2. Using dplyr anti_join() in R
Using the anti_join() function from the R dplyr package is the best approach to performing the anti join on two data frames. In order to use dplyr, you have to install it first using install.packages(‘dplyr’) and load it using library(dplyr)
.
All functions in dplyr package take data.frame
as a first argument. When we use dplyr
package, we mostly use the infix operator %>%
from magrittr
, it passes the left-hand side of the operator to the first argument of the right-hand side of the operator. For example, x %>% f(y)
converted into f(x, y)
so the result from the left-hand side is then “piped” into the right-hand side.
2.1 Anti Join on Multiple Columns
Left anti join or anti join selects all rows from the left data frame that are not present in the right data frame (similar to left df – right df). To perform an anti join on multiple columns with the same names on both R data frames, use all the column names as a list to by
param. I have also created a dedicated article where I have explained how to perform join on multiple columns using several ways.
# Load dplyr package
library(dplyr)
# Using dplyr - anti join multiple columns
df2 <- emp_df %>% anti_join( dept_df,
by=c('dept_id','dept_branch_id'))
df2
Yields below output. left anti
join returns only columns from the left DataFrame for non-matched records.

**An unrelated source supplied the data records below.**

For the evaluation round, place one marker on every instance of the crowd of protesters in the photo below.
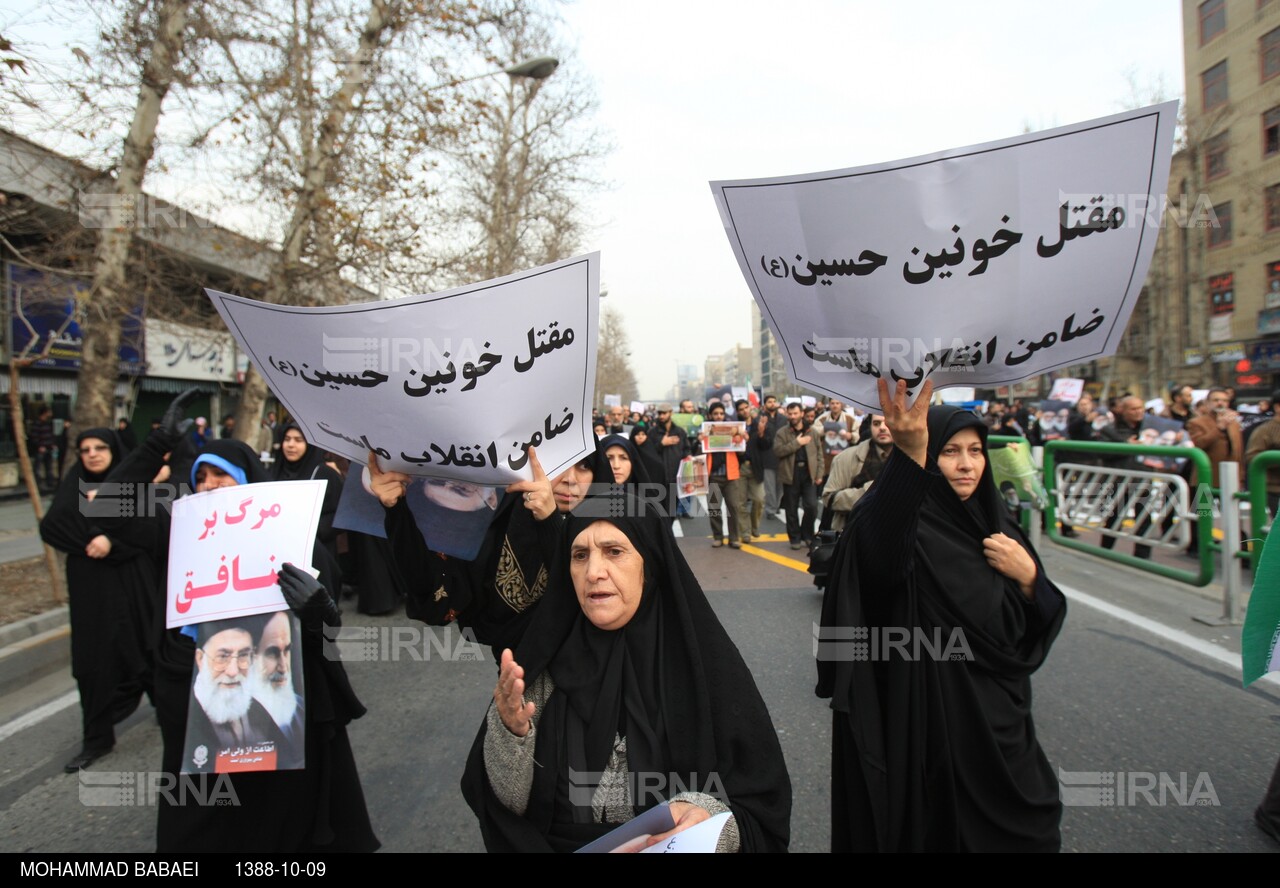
(804, 463)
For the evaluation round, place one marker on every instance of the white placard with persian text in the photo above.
(983, 265)
(225, 547)
(455, 384)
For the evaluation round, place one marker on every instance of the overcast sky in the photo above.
(709, 90)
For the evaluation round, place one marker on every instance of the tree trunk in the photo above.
(110, 298)
(282, 287)
(28, 474)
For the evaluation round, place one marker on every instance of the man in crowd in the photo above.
(725, 489)
(1179, 404)
(800, 468)
(854, 471)
(1217, 433)
(767, 426)
(752, 475)
(667, 445)
(228, 717)
(615, 420)
(836, 420)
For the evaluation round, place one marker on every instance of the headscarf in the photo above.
(639, 474)
(671, 681)
(233, 457)
(67, 525)
(312, 458)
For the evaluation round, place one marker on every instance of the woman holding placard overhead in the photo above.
(316, 808)
(933, 746)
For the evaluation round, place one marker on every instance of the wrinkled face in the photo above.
(228, 657)
(608, 576)
(571, 486)
(95, 456)
(880, 431)
(275, 651)
(210, 477)
(961, 462)
(293, 445)
(460, 495)
(618, 462)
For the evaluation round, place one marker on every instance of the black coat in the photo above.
(320, 808)
(935, 753)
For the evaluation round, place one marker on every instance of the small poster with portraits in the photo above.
(452, 516)
(1160, 431)
(1052, 419)
(723, 436)
(247, 697)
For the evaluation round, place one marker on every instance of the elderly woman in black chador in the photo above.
(320, 808)
(625, 692)
(113, 590)
(933, 746)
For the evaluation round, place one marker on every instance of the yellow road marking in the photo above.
(777, 559)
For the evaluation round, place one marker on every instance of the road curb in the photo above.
(33, 648)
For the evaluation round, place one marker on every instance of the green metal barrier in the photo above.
(1256, 491)
(1203, 529)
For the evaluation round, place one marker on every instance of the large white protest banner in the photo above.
(227, 545)
(983, 265)
(455, 384)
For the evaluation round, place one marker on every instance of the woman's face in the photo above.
(620, 462)
(961, 462)
(95, 454)
(293, 445)
(608, 576)
(210, 477)
(571, 485)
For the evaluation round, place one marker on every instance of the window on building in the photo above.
(1221, 294)
(1215, 156)
(1269, 54)
(1212, 19)
(1214, 86)
(1220, 229)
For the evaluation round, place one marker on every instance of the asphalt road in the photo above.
(1119, 705)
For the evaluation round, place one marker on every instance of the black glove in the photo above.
(174, 424)
(307, 598)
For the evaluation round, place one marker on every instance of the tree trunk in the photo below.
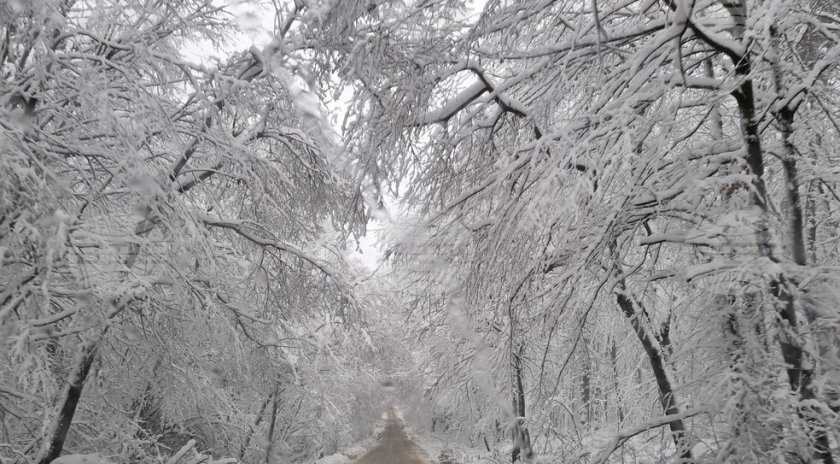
(667, 395)
(521, 437)
(53, 439)
(269, 446)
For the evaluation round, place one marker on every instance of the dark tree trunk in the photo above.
(256, 424)
(53, 441)
(269, 446)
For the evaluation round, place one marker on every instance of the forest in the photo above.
(548, 231)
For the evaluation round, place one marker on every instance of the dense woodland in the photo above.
(608, 229)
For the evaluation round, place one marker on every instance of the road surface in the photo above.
(394, 447)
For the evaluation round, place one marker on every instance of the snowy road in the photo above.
(394, 446)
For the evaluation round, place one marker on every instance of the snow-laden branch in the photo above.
(453, 106)
(619, 439)
(239, 228)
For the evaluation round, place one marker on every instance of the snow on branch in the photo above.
(452, 107)
(239, 228)
(619, 439)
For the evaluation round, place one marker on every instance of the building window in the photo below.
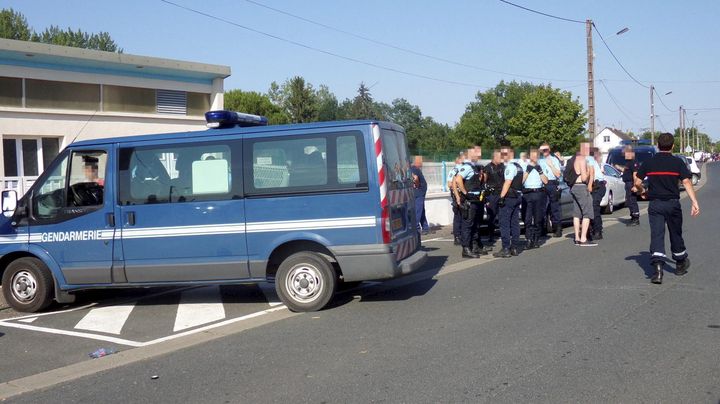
(10, 92)
(128, 99)
(61, 95)
(28, 156)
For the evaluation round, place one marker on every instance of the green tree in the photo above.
(252, 102)
(486, 120)
(13, 25)
(547, 115)
(327, 104)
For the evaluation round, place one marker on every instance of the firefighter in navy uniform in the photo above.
(469, 196)
(494, 178)
(509, 203)
(663, 172)
(534, 181)
(629, 169)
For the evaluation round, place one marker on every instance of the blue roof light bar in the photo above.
(228, 119)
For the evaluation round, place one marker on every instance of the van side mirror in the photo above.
(8, 202)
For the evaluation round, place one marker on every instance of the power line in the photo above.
(400, 48)
(617, 104)
(541, 13)
(661, 101)
(615, 57)
(323, 51)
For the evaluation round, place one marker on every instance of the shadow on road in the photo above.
(643, 261)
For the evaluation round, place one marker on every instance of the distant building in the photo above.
(609, 138)
(50, 95)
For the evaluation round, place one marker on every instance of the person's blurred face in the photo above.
(585, 148)
(544, 150)
(533, 156)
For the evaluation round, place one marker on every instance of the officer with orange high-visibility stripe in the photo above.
(663, 171)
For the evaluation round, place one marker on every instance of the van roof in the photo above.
(239, 130)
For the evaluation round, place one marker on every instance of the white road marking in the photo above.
(268, 290)
(199, 306)
(109, 319)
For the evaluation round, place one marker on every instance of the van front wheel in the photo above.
(305, 281)
(27, 285)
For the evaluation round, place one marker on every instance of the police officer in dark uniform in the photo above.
(509, 203)
(469, 196)
(534, 181)
(629, 169)
(663, 172)
(457, 218)
(494, 179)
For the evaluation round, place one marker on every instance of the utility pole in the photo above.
(652, 115)
(591, 82)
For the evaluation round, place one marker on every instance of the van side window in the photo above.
(176, 173)
(62, 192)
(313, 163)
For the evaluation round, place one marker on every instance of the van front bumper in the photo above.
(375, 262)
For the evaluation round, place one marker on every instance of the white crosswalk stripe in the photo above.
(106, 319)
(199, 306)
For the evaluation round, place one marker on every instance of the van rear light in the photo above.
(385, 223)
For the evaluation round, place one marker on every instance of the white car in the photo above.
(615, 189)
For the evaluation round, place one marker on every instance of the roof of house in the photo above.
(622, 135)
(34, 54)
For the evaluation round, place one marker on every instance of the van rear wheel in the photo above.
(305, 281)
(28, 285)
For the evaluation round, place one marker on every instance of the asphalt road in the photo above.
(558, 324)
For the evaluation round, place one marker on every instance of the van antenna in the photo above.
(83, 128)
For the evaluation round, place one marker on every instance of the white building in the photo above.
(51, 95)
(608, 138)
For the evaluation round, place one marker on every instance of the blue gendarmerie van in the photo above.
(307, 206)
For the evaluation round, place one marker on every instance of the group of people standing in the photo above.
(505, 187)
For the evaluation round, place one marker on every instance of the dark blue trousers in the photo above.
(662, 214)
(534, 213)
(420, 212)
(553, 202)
(493, 213)
(510, 222)
(471, 226)
(631, 200)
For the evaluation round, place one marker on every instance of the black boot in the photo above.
(657, 277)
(557, 230)
(479, 249)
(682, 266)
(468, 253)
(504, 253)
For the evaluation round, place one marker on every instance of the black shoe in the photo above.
(682, 266)
(657, 277)
(479, 250)
(504, 253)
(468, 253)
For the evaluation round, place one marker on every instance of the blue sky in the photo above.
(670, 44)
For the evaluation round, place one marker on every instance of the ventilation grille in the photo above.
(171, 102)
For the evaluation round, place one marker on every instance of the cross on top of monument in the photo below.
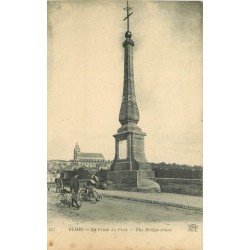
(128, 8)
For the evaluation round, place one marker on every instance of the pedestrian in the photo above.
(74, 188)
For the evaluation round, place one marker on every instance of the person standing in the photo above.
(74, 188)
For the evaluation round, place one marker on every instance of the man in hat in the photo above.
(74, 188)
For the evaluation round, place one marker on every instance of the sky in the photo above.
(85, 77)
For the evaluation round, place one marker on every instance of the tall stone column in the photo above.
(130, 169)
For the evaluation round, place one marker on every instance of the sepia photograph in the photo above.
(124, 125)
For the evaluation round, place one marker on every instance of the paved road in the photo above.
(118, 210)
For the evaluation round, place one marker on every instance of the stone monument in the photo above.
(130, 170)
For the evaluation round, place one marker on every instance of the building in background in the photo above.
(90, 160)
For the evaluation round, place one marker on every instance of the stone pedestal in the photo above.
(130, 170)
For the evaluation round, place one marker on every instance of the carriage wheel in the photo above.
(61, 200)
(93, 197)
(83, 196)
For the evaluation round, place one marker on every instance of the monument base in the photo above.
(133, 180)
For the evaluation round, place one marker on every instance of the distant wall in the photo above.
(181, 186)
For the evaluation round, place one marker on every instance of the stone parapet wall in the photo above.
(181, 186)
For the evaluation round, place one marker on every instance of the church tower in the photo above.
(130, 169)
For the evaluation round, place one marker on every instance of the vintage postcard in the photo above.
(124, 167)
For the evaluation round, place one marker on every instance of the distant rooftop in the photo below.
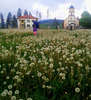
(27, 17)
(71, 7)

2.2 Anti Join on Different Column Names
Sometimes you will have data frames with different column names and you wanted to perform an outer join on these columns, to do so specify the join conditions using by
param.
# Load dplyr package
library(dplyr)
# Join on different column names
df2 <- emp_df %>% anti_join( dept_df,
by=c('dept_id'='dept_id',
'dept_branch_id'='dept_branch_id'))
df2
Yields the same output as above.
3. Using tidyverse Package
By using reduce()
function from tidyverse package you can perform join on multiple data frames, to perform anti join use anti_join
keyword in R. If you wanted to do anti-join on multiple data frames, pass all data frames as a list to reduce() function.
# Load tidyverse package
library(tidyverse)
# Anti Join data.frames
list_df = list(emp_df,dept_df)
df2 <- list_df %>% reduce(anti_join, by='dept_id')
df2
4. Conclusion
In this article, you have learned how to perform an anti join on two data frames using anti_join() functions from the R dplyr package, and reduce() from the tidyverse package.